靖之がそう言ってにっこり笑うと衛が俺につかみかかってきた。

「そうだ!そのことを言おうと思ってたんだ!」

「はあ?」

「お前いつ勉強したんだよ!あんな問題昨日までわかんねーって言ってただろ!」

「え・・・」

そう。俺は頭のいいほうじゃない。中学のころから赤点ギリギリだった。

「衛、芳洋は本当は頭いいんだよ。不思議じゃないさ」

靖之がかわりに衛に答えてくれた。

いつも、靖之は俺のことを頭がいいとかやればできるとか言ってたな。

何言ってんだか。

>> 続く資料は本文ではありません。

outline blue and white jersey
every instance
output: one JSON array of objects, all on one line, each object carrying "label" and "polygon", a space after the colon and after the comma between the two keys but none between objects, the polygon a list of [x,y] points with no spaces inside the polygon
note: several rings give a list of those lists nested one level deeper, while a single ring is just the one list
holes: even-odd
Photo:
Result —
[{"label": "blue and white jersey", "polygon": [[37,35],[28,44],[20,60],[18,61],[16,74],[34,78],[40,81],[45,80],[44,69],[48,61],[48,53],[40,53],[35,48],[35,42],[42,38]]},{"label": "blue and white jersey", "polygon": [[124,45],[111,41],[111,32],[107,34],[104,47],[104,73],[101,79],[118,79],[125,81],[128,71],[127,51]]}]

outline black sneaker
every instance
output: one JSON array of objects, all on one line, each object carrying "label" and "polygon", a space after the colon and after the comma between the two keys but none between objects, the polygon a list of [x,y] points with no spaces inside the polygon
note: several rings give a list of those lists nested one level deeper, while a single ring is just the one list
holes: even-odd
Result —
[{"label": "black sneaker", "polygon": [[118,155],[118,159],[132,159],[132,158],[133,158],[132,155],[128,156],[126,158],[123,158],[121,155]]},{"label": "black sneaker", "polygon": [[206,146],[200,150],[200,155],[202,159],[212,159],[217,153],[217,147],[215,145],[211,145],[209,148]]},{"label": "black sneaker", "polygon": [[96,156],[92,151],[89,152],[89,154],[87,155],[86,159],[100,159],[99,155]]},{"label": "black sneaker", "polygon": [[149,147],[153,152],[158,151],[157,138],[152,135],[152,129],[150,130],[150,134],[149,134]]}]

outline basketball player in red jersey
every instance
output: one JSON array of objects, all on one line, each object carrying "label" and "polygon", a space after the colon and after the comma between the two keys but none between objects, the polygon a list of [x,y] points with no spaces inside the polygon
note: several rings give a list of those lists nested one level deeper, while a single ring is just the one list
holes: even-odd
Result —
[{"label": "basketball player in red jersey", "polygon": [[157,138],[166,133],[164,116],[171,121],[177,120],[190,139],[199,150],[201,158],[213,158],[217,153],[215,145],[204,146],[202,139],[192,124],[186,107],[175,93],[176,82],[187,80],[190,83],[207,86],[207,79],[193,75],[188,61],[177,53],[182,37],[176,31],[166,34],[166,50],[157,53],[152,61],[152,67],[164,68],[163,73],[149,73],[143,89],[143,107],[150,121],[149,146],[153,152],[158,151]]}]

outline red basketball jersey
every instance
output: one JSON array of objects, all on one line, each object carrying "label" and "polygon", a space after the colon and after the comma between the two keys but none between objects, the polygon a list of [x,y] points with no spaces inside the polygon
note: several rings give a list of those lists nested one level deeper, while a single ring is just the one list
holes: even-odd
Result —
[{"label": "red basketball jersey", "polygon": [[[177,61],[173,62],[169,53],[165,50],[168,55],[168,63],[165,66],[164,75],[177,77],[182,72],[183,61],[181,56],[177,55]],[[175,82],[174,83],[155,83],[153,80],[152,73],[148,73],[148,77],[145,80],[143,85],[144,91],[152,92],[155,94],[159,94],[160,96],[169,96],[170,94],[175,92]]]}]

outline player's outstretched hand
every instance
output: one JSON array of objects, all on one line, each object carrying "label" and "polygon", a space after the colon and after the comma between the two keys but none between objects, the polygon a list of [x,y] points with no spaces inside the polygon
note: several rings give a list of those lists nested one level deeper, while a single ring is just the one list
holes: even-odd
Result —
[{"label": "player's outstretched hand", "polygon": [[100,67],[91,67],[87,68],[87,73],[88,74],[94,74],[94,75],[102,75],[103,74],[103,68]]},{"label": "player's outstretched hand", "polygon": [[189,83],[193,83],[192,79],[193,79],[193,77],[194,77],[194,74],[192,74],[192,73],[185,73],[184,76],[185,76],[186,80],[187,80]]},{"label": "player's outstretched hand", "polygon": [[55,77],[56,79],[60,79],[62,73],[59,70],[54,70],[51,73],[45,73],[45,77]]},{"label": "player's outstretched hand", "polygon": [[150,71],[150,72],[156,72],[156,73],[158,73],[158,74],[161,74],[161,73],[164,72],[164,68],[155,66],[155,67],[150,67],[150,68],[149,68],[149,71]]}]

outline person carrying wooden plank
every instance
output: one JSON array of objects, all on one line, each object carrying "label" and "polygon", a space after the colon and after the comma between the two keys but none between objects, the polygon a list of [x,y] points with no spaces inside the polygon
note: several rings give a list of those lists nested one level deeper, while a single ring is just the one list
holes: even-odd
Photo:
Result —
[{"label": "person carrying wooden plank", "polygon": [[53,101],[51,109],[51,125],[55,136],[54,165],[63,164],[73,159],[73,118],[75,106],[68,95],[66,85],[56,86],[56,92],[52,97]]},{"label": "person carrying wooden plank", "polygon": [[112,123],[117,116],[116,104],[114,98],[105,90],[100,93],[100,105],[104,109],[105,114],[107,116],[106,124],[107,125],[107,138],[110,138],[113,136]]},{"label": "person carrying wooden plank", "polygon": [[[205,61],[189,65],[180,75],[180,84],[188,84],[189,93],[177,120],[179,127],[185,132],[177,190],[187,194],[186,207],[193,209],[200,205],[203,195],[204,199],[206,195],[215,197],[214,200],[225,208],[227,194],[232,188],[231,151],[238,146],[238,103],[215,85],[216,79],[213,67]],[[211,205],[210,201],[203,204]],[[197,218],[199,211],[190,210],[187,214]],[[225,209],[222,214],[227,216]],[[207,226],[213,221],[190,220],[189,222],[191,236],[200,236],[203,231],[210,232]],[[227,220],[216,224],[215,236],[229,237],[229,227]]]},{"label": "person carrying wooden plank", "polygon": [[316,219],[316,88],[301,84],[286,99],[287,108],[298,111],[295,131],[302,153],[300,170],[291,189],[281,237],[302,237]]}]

俺ができるわきゃねーだろ。

「何!そうなのか、芳洋!」

衛が真面目な顔で聞いてくる。

何て答えりゃいいんだ。いくら俺が馬鹿だって言っても中坊の問題ぐらい分かる。

「ま、まあな。今日はたまたま」

俺はあいまいに笑った。

「ところで今日は部活には出るんだろ」

靖之が言った。

「部活?」

俺は聞き返す。

ああ、そういや中学のときは部活に入ってたんだよな俺も。

「そうだよ、いいかげんサボってばかりじゃ駄目だよ」

「あー・・・」

俺は頭をかいてごまかす。なんか中坊のときと変わってねえな。

「紀美ちゃんだって部活にはちゃんとでなさいって言ってるだろ」

靖之が言った。

紀美ちゃん?誰だっけ?そんな奴いたか?

『西園寺紀美香』

ふと頭にあの女の言葉がよみがえる。

部活に行けば確かめられるのか?

「あ、あのよ靖之。き、紀美ちゃんも部活に出るのか」

俺がそう言うと靖之は不思議そうな顔をした。

「どうしたの?芳洋。紀美ちゃんだなんて」

「え・・・」

「いつも紀美香って呼んでるのに。なんかしたの?」

「紀美香・・・・」

やはりあの女のことなのか?でも俺は紀美香なんて女は知らない。

どう言うことなんだ。

「あ、紀美ちゃん」

ふいに靖之が言った。

紀美香・・・・。俺の後ろにそう呼ばれている女がいる。

確かめなければ。

俺は思いきって振り向いた。

その瞬間、まばゆい閃光とともに俺の意識も飛んでいった。